車を有料駐車場に停めた中村が携帯電話を耳に当てながらこちらに近づいてきた。
「何があったのか聞けば分かるでしょう、そのぐらい。分かったら連絡して」
乱暴に電話を切ると水元の方を向いた。
「今うちの記者に、警察に電話して確認してもらうよう頼んだから。ここ、さっきのお兄ちゃんが言っていた店の近くだよね」
雑居ビルは5階建てで、看板の数から見て10軒ほどの飲食店が入居しているようだった。中村が興奮した様子で話し続ける。

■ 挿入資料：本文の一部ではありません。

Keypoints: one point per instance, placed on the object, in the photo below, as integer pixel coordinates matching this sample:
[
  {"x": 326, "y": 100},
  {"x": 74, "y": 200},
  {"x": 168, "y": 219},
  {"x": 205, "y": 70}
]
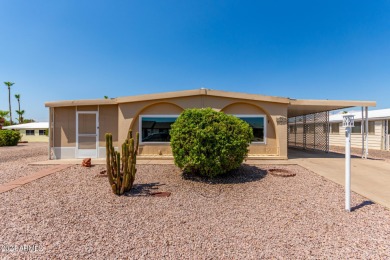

「うちの支局の記者、本当に使えなくてね。あれで俺よりいい給料貰って、取材と称して頭も下げることもしないで、あれでは人間が腐っていくよ。本当は電話さえしたくない位なんだけど」
「中村さんは、本当は記者になりたかったんですか?」
質問に中村の表情一瞬、固まったかのように水元の目には見えた。
「なりたいものか、あんな仕事。まあ、新聞売るのは大変だけど、まだ気楽だよ。業界紙だとお客さんは決まっているし」
救急車がサイレンを鳴らしてその場を離れた。続けて消防車、警察車輌がエンジンをかけて、立ち去っていった。水元は多摩金属の山本に電話をし、塩津が中に入ったビルと同じ特徴があることを確認した。そして周囲の状況から騒ぎが起きていたのが、ビルの4階にある〈いづみ〉というスナックであることを知った。
中村の忌み嫌う支局記者から連絡が来た。同業者から聞いたところでは、午後6時に警察署で管内の雑居ビルで発生した事案についてのレクチャーがある、とのことだった。先程運び出されたのが屍であり、それは塩津という名の男のものであったということが公になるまで、そう長く時間はかからなかった。